The contract was still sitting on the hotel desk.
It hadn’t moved in hours. But it felt heavier every time I looked at it—like it was absorbing the weight of the decision I still hadn’t made.
I had read it again. And again. Highlighted sections. Dog-eared pages. Searched the margins for hidden threats. But it remained exactly what Dominic said it was.
Clean. Precise. Deceptively simple.
A one-hundred-and-nine-day marriage.
No emotional ties.
No media leaks.
No questions.
No falling in love.
I almost laughed out loud when I read that clause.

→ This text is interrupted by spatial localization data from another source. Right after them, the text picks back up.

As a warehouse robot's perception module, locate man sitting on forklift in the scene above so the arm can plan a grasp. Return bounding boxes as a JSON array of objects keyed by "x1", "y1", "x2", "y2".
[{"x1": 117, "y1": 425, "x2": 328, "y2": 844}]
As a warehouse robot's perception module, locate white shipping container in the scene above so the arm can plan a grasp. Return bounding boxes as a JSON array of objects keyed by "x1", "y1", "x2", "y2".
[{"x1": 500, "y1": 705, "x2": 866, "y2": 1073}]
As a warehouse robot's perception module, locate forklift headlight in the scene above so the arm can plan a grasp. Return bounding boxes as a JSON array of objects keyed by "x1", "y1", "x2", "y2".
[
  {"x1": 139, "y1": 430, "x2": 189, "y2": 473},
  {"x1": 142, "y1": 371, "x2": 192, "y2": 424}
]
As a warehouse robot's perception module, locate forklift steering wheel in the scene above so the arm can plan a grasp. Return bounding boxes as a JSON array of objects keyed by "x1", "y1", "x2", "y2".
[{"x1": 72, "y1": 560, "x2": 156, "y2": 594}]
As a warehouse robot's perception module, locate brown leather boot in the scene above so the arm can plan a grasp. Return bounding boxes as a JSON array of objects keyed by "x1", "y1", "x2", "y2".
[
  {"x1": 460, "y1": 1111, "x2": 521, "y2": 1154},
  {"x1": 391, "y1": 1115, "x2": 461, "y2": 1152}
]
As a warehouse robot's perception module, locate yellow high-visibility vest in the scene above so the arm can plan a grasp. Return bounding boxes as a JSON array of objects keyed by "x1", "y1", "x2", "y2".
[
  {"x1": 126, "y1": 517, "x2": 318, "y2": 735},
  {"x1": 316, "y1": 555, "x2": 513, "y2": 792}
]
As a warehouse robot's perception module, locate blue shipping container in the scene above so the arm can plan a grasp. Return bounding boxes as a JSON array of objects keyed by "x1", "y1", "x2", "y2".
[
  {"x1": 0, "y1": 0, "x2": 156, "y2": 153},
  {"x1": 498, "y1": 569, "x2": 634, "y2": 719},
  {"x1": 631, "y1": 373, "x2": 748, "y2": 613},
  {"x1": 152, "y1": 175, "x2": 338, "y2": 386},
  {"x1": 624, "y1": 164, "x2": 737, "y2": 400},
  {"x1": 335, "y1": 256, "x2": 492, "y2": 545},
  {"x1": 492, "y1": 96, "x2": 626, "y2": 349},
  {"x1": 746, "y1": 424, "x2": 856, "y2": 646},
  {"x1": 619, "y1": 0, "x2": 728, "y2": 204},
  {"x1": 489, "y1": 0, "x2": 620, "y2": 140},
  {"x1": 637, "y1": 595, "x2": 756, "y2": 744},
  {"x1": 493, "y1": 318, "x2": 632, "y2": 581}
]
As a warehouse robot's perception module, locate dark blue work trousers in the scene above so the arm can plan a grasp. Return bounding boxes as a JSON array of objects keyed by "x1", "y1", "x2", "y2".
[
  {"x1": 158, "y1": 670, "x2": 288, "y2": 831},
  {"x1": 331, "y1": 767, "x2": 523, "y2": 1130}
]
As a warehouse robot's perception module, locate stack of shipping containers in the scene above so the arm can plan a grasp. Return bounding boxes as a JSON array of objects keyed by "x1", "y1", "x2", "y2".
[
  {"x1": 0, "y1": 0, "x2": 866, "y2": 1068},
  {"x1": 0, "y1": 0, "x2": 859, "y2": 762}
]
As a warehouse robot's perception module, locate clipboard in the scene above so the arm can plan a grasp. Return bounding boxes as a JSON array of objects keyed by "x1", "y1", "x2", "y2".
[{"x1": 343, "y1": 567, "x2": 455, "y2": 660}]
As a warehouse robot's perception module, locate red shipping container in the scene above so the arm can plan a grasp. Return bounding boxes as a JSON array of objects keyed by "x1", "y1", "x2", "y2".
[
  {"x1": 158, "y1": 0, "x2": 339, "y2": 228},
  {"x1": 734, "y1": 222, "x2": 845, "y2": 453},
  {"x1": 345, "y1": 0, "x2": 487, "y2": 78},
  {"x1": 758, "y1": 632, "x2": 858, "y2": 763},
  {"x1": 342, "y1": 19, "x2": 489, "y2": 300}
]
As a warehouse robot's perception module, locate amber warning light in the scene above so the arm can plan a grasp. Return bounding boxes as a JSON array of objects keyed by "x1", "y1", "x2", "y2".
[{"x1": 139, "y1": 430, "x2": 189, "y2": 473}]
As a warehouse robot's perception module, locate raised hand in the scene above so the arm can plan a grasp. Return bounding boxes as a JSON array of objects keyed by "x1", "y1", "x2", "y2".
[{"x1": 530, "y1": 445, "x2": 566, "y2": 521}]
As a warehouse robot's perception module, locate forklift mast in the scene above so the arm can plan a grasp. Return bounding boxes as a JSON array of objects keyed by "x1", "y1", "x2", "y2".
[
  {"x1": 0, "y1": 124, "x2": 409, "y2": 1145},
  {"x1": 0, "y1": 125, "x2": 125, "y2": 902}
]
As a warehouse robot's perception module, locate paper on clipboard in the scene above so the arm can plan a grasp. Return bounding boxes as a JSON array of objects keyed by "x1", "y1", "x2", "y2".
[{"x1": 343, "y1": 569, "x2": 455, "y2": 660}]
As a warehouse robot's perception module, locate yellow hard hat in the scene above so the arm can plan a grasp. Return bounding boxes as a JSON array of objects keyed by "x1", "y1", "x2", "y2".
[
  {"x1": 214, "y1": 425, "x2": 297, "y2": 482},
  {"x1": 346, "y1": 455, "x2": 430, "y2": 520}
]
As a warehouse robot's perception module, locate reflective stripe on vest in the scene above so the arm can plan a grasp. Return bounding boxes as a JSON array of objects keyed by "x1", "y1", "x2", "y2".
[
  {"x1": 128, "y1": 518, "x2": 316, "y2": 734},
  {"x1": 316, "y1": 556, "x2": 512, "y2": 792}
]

Dominic Vale wasn’t looking for a partner. He was offering a performance. One that required a pretty face beside him, a story the public would buy, and a guarantee that I would disappear once the curtain closed.
There was no tenderness in the terms. Just ownership dressed in elegant language. I was to be available when needed, silent when not, and convincing enough to sell the illusion of intimacy.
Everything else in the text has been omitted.